Christopher si limitò ad annuire mentre curiosava in auto. Sui sedili posteriori c'era un incarto proveniente dalla pasticceria. «Pasticceria?»

«È una torta alla crema», rispose Victor alla domanda implicita, «Il vecchio l'ha comprata apposta, dice che è buona educazione portare qualcosa quando si è invitati. Io gli ho risposto che bastava la mia stupenda e meravigliosa presenza, ma lui mi ha guardato come se fossi pazzo e stessi dicendo eresie.» La mancata risposta costrinse il teppista ad occhieggiare il ragazzo al suo fianco, scoprendo che lo stava fissando come se avesse appena detto una stronzata. «Andiamo, non guardarmi anche tu in quel modo!» Price era passato dal mutismo a parlare senza tregua, come acqua fuoriuscita da una piccola crepa di una diga.

«Quale modo?» sghignazzò Chris, facendo il finto tonto.

«Con quello sguardo accondiscendente.» cercò di mascherare la sua ilarità mordendosi il labbro inferiore.

White era riuscito a strappargli finalmente un sorriso vero dopo giorni. «Ricordami perché ho accettato di accompagnarti.»

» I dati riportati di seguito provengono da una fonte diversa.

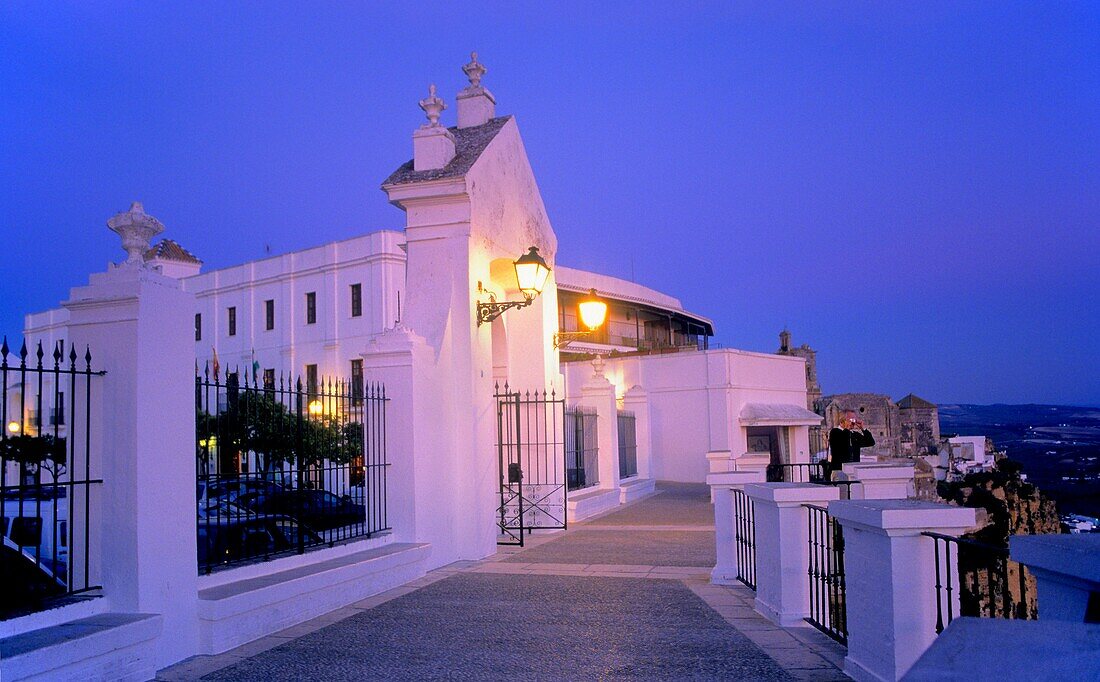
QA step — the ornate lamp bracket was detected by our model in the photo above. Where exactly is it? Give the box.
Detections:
[553,331,592,349]
[477,297,535,327]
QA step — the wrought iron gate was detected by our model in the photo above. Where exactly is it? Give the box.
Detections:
[495,384,565,547]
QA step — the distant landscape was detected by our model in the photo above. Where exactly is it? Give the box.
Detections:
[939,405,1100,516]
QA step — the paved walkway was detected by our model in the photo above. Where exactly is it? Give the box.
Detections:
[158,484,846,682]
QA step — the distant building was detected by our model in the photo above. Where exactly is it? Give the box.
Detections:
[816,393,901,458]
[898,393,939,457]
[776,329,822,409]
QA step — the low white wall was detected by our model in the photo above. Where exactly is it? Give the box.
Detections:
[562,349,809,483]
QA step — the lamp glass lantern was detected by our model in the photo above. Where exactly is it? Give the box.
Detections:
[514,246,550,300]
[576,289,607,331]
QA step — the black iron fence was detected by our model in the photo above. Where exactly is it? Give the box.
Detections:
[802,505,848,645]
[766,462,829,483]
[195,367,389,573]
[617,409,638,479]
[494,383,567,547]
[734,488,756,590]
[923,532,1038,634]
[0,338,105,619]
[565,405,600,491]
[766,462,859,499]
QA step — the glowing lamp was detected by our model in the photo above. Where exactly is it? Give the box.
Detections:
[515,246,550,300]
[477,246,550,327]
[578,289,607,331]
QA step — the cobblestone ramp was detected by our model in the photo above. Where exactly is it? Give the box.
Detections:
[585,481,714,528]
[202,573,792,682]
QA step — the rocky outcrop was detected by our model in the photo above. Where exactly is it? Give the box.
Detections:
[939,460,1062,547]
[939,460,1062,619]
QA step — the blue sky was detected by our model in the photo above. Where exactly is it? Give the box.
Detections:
[0,2,1100,405]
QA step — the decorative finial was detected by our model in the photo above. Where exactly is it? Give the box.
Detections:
[420,83,447,128]
[107,201,164,267]
[462,52,488,88]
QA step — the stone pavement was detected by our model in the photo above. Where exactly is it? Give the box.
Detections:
[158,484,847,682]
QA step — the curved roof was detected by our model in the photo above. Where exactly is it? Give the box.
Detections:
[553,264,714,334]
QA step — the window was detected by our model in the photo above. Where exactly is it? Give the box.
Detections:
[306,292,317,325]
[50,391,65,426]
[351,359,363,405]
[351,284,363,317]
[306,365,317,397]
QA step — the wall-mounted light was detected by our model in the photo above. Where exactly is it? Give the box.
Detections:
[553,289,607,349]
[477,246,550,327]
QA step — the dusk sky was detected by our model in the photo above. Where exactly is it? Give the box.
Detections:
[0,2,1100,405]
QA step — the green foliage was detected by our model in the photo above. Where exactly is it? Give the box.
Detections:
[195,391,363,471]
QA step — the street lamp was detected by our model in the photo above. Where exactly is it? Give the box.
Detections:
[477,246,550,327]
[553,289,607,349]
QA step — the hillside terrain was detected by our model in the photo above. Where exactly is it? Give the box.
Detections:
[939,405,1100,516]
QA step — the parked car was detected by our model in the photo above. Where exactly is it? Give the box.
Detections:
[238,491,366,530]
[198,514,325,568]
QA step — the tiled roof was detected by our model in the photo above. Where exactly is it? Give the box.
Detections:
[382,116,512,187]
[898,393,935,409]
[145,239,202,264]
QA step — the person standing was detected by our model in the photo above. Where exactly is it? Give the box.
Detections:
[827,409,875,476]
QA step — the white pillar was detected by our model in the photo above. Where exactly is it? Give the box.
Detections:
[745,483,840,627]
[63,263,198,667]
[623,385,653,479]
[579,370,619,491]
[1009,534,1100,623]
[362,327,429,546]
[706,472,765,585]
[828,499,977,680]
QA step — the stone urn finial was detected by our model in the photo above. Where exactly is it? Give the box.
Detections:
[592,354,604,376]
[107,201,164,267]
[462,52,488,88]
[420,83,447,128]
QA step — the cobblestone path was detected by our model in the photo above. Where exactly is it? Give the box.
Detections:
[160,484,847,682]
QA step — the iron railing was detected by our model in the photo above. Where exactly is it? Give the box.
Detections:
[766,462,859,499]
[494,383,567,547]
[922,531,1038,634]
[195,367,391,573]
[617,409,638,480]
[0,338,105,619]
[802,505,848,645]
[565,405,600,491]
[734,488,756,590]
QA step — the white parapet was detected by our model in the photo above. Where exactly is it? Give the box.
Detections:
[706,468,765,585]
[1009,534,1100,623]
[828,499,977,680]
[837,462,916,499]
[745,483,840,627]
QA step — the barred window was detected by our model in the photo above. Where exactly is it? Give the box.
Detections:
[351,284,363,317]
[306,292,317,325]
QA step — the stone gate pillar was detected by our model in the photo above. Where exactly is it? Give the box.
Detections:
[63,204,198,667]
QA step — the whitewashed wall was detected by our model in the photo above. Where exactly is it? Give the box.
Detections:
[562,349,809,483]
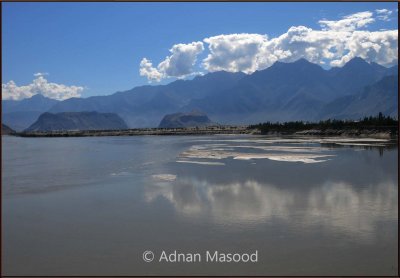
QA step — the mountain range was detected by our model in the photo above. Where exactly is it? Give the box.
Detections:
[26,112,128,131]
[2,58,398,130]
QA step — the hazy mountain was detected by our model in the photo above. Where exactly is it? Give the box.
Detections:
[3,58,398,130]
[158,111,213,128]
[1,124,15,135]
[50,72,245,127]
[187,58,397,124]
[26,112,128,131]
[320,75,398,119]
[2,94,59,131]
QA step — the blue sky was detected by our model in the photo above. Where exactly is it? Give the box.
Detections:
[2,3,398,100]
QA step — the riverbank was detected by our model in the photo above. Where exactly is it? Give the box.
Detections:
[9,126,398,139]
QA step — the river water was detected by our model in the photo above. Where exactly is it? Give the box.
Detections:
[2,136,398,276]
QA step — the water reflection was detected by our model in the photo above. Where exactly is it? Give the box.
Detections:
[145,178,398,238]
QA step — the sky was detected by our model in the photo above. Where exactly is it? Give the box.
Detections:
[1,2,398,100]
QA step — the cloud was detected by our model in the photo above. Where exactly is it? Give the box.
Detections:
[139,42,204,82]
[375,9,393,21]
[139,58,164,82]
[318,11,375,31]
[203,34,268,73]
[140,9,398,81]
[1,72,84,100]
[331,30,398,66]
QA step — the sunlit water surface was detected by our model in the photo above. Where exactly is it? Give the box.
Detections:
[2,136,398,276]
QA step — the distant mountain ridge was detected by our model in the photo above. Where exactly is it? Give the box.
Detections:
[1,124,15,135]
[158,111,213,128]
[3,58,398,130]
[26,112,128,131]
[2,94,59,131]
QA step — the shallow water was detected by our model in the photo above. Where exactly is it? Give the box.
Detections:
[2,136,398,276]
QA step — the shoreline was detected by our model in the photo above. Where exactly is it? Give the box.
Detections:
[7,126,398,139]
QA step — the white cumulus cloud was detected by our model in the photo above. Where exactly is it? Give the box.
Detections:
[139,42,204,82]
[1,73,84,100]
[375,9,393,21]
[319,11,375,31]
[140,9,398,81]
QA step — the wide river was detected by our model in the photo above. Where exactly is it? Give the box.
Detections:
[2,136,398,276]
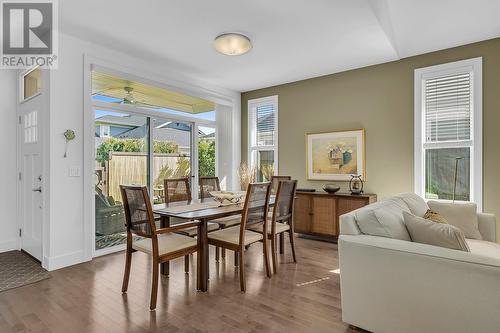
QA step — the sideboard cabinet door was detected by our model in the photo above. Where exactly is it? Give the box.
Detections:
[311,196,337,236]
[294,194,312,234]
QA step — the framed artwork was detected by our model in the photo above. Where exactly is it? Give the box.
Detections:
[306,129,366,181]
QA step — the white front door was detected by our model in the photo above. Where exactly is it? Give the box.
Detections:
[17,71,44,261]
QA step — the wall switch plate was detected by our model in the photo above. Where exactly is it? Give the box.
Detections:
[69,166,80,177]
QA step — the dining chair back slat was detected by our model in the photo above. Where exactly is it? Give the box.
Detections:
[272,180,297,224]
[120,185,156,238]
[241,183,271,235]
[271,176,292,194]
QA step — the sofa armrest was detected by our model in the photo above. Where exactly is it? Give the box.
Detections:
[339,235,500,267]
[477,213,497,242]
[339,212,361,235]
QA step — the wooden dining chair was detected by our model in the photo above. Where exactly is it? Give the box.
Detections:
[199,177,220,199]
[269,176,292,254]
[163,177,219,273]
[200,177,241,263]
[271,176,292,194]
[208,183,271,292]
[120,185,200,310]
[250,180,297,274]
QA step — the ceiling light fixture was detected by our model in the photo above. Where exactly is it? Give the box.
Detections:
[214,32,252,56]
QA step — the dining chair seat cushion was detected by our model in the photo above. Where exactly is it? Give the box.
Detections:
[208,226,263,245]
[248,222,290,234]
[177,222,219,237]
[212,215,241,228]
[132,234,197,256]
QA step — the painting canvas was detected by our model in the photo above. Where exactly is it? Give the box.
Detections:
[306,129,365,180]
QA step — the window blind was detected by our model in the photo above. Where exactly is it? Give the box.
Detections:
[424,73,472,142]
[251,104,276,146]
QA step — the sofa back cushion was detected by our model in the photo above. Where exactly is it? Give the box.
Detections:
[403,212,470,252]
[355,200,411,241]
[427,200,483,239]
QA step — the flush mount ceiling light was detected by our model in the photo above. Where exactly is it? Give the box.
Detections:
[214,32,252,55]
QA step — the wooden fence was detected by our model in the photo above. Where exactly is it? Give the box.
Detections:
[104,152,190,201]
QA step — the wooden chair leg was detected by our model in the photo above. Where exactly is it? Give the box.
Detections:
[234,252,238,267]
[262,235,271,278]
[161,261,170,277]
[271,236,278,274]
[288,230,297,262]
[235,251,247,292]
[122,247,132,293]
[280,232,285,254]
[149,258,159,311]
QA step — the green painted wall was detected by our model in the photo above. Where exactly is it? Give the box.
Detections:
[241,38,500,239]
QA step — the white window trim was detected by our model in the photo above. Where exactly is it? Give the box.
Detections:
[247,95,279,175]
[414,57,483,211]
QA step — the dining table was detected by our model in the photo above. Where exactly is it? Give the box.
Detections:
[153,196,274,292]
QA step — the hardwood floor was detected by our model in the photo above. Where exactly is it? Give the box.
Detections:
[0,238,360,333]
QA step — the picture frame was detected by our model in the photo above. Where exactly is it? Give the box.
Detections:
[306,129,366,181]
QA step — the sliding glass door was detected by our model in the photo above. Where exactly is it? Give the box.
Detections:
[152,119,194,203]
[95,110,150,250]
[94,109,198,252]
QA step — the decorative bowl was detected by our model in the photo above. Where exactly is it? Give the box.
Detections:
[323,184,340,194]
[208,191,246,203]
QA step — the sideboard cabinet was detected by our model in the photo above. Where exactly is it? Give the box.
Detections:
[294,191,377,239]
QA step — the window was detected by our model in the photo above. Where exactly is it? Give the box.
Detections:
[248,96,278,181]
[415,58,482,209]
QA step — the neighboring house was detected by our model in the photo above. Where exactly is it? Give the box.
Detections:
[95,115,197,154]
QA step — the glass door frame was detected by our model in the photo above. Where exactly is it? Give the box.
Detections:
[91,101,218,257]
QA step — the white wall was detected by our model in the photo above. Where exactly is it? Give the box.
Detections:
[44,34,240,270]
[0,69,18,252]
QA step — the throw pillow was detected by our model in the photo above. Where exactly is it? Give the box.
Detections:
[354,200,411,241]
[424,209,448,224]
[403,212,470,252]
[427,200,483,239]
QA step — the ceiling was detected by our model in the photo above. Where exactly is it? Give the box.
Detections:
[59,0,500,91]
[92,71,215,114]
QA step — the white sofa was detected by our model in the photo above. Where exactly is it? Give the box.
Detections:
[338,194,500,333]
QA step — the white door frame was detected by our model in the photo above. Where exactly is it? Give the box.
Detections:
[83,54,234,261]
[15,67,50,269]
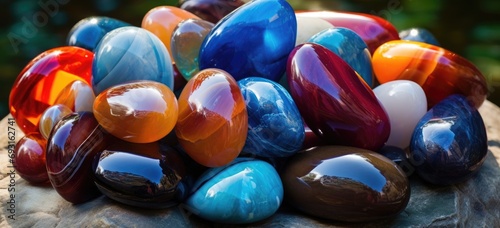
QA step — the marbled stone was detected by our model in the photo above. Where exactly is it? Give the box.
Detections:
[185,158,283,224]
[373,80,427,149]
[281,146,410,222]
[308,28,374,87]
[199,0,297,81]
[287,43,391,150]
[92,26,174,96]
[238,77,305,157]
[410,95,488,185]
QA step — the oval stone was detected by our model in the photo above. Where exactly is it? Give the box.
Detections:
[175,69,248,167]
[282,146,410,222]
[373,80,427,149]
[287,43,390,150]
[186,158,283,224]
[410,95,488,185]
[94,80,178,143]
[92,26,174,95]
[238,77,305,157]
[93,141,192,209]
[199,0,297,81]
[308,28,374,87]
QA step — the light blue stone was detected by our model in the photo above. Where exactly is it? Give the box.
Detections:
[185,158,283,224]
[199,0,297,81]
[308,28,374,88]
[92,26,174,95]
[238,77,305,157]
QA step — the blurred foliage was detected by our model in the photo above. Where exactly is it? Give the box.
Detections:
[0,0,500,117]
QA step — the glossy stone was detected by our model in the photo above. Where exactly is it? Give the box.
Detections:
[38,104,73,139]
[179,0,249,23]
[372,40,488,108]
[93,141,192,208]
[9,47,94,134]
[295,15,334,46]
[399,28,440,46]
[13,132,49,183]
[297,11,399,54]
[141,6,200,61]
[308,28,374,87]
[92,26,174,95]
[54,81,95,112]
[66,17,130,51]
[287,43,391,150]
[373,80,427,149]
[281,146,410,222]
[186,158,283,224]
[46,112,114,204]
[238,77,305,157]
[170,19,214,80]
[410,95,488,185]
[199,0,297,81]
[94,81,178,143]
[175,69,248,167]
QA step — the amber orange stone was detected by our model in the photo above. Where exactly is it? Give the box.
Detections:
[141,6,200,60]
[372,40,488,108]
[9,47,94,134]
[94,80,178,143]
[175,68,248,167]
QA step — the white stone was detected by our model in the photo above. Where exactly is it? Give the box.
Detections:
[373,80,427,149]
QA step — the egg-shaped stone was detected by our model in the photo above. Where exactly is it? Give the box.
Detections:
[94,80,178,143]
[410,95,488,185]
[308,28,374,87]
[287,43,391,150]
[66,17,130,51]
[281,146,410,222]
[170,19,214,80]
[175,69,248,167]
[373,80,427,149]
[199,0,297,81]
[93,140,192,208]
[92,26,174,95]
[185,158,283,224]
[238,77,305,157]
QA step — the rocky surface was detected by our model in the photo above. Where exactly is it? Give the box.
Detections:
[0,102,500,227]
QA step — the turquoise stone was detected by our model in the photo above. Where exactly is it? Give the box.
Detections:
[308,28,374,88]
[185,158,283,224]
[410,95,488,185]
[238,77,305,157]
[92,26,174,95]
[199,0,297,81]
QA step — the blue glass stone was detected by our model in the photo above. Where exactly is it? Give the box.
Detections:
[66,17,130,51]
[185,158,283,224]
[410,95,488,185]
[308,28,374,88]
[238,77,305,157]
[92,26,174,95]
[399,28,440,46]
[199,0,297,81]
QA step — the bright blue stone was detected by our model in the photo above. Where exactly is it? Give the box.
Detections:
[399,28,440,46]
[199,0,297,81]
[308,28,374,87]
[410,95,488,184]
[92,26,174,95]
[66,17,130,51]
[238,77,305,157]
[185,158,283,224]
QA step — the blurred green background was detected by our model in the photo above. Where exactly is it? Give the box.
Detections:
[0,0,500,117]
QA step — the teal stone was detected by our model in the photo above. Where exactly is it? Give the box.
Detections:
[308,28,375,88]
[199,0,297,81]
[185,158,283,224]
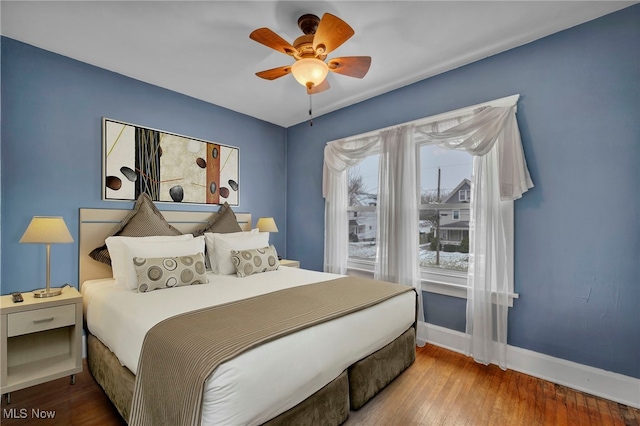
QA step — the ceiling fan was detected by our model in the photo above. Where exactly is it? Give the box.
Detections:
[249,13,371,95]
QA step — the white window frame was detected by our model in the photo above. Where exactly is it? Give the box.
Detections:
[347,95,519,307]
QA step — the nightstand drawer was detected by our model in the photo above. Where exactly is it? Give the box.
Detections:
[7,304,76,337]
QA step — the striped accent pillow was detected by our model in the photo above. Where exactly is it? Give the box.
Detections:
[89,194,182,266]
[231,245,280,278]
[193,201,242,237]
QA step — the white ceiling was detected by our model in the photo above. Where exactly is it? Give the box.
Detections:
[0,0,636,127]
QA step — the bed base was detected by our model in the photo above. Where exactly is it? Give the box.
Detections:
[87,327,416,426]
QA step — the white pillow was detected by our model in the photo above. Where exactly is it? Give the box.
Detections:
[204,230,269,275]
[104,234,193,278]
[114,236,204,290]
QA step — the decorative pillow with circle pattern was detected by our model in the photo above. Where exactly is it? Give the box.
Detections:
[133,253,208,293]
[231,245,280,278]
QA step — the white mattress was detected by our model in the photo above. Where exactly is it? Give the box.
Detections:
[81,267,415,425]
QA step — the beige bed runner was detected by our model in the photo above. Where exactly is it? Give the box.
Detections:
[129,277,413,425]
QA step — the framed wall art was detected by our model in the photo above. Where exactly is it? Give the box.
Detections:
[102,118,240,206]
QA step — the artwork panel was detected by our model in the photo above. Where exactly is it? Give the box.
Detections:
[159,133,207,204]
[220,146,239,205]
[207,143,220,204]
[103,118,240,206]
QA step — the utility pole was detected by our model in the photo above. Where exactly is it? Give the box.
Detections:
[436,167,440,266]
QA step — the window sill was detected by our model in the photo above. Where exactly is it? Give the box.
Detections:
[347,260,519,308]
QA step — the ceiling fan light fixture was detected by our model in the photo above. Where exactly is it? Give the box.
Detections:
[291,58,329,88]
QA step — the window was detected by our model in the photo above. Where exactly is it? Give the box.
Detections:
[419,145,473,274]
[348,145,473,283]
[332,97,532,298]
[347,154,379,262]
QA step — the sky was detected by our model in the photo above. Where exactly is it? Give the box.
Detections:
[348,145,473,194]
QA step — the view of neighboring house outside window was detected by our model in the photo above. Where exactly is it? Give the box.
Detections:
[348,154,380,262]
[348,145,472,283]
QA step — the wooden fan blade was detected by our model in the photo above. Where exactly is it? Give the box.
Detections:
[313,13,355,55]
[249,28,296,56]
[327,56,371,78]
[256,65,291,80]
[307,78,331,95]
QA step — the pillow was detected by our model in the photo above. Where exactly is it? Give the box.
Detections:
[104,234,193,278]
[204,231,269,275]
[231,246,280,278]
[193,201,242,237]
[133,253,207,293]
[89,194,182,265]
[113,236,204,290]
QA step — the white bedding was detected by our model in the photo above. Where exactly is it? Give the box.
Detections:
[81,267,415,425]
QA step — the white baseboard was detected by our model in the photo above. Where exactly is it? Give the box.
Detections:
[417,322,640,408]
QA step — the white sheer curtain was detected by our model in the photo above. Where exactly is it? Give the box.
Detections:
[322,135,380,274]
[375,125,424,321]
[416,104,533,369]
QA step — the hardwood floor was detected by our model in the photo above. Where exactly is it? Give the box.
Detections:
[0,345,640,426]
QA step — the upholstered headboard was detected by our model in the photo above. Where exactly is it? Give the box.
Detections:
[78,209,251,285]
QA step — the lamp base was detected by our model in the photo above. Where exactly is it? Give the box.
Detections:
[33,288,62,298]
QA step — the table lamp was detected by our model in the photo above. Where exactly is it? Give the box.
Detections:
[20,216,73,297]
[256,217,278,232]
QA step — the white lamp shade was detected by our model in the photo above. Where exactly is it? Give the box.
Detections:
[20,216,73,244]
[256,217,278,232]
[291,58,329,87]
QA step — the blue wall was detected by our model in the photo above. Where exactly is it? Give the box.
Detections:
[1,38,286,294]
[287,5,640,378]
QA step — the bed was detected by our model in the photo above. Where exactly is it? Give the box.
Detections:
[79,205,416,425]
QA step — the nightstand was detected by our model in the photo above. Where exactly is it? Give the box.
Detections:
[0,287,82,403]
[280,259,300,268]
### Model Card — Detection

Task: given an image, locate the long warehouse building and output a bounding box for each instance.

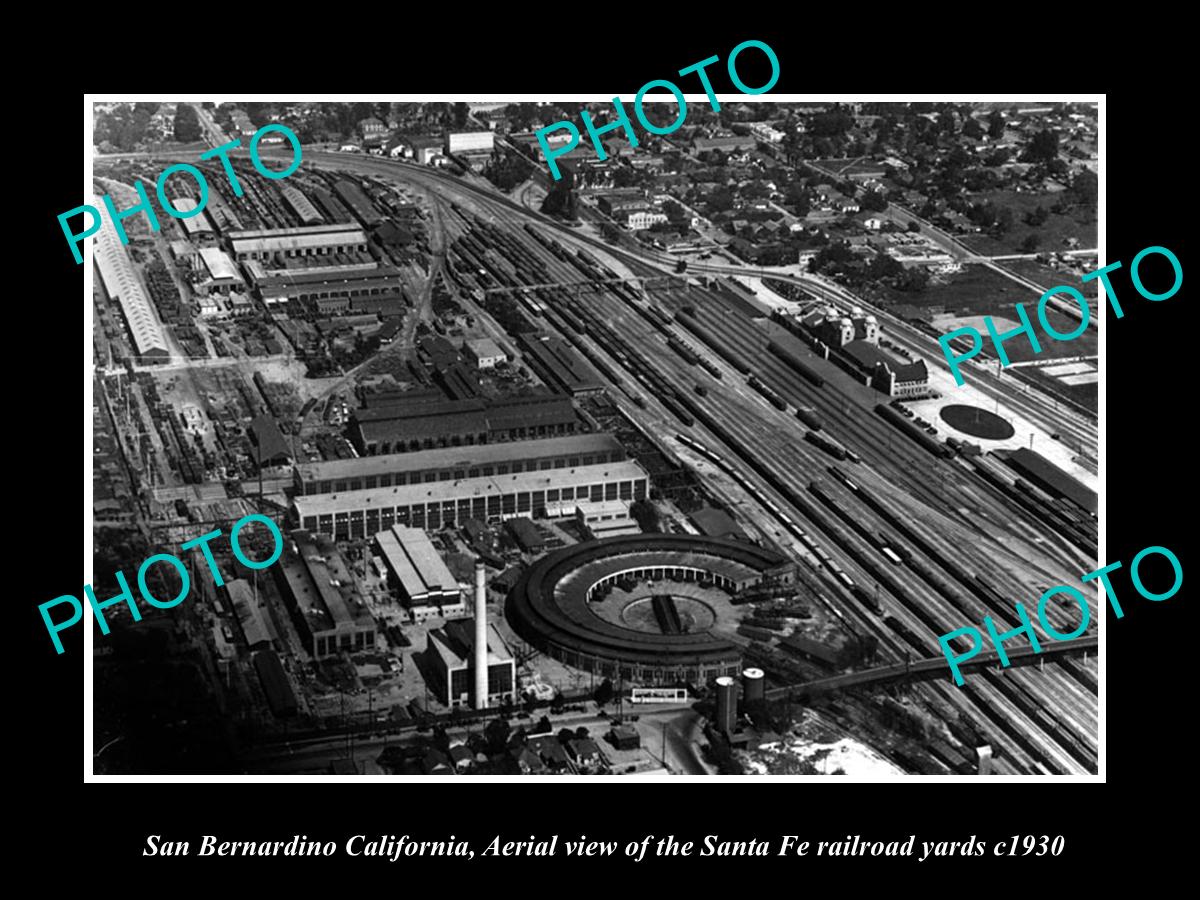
[350,395,578,455]
[272,532,376,659]
[95,207,170,362]
[374,526,467,622]
[293,461,649,540]
[229,223,367,263]
[295,432,625,497]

«Perché non hai trovato una scusa credibile.»

«Giusto» Christopher annuì come se si fosse appena ricordato che la sua inventiva era così tanto scarna da non essere riuscito ad inventarsi una giustificazione plausibile per rifiutare.

Si fermarono ad un semaforo. «E anche perché baci la terra dove cammino, sono la luce dei tuoi occhi.» aggiunse Price teatralmente poggiandosi una mano al petto come se fosse Romeo e stesse chiamando Giulietta alla finestra. «Sono il motivo per cui ti svegli la mattina.»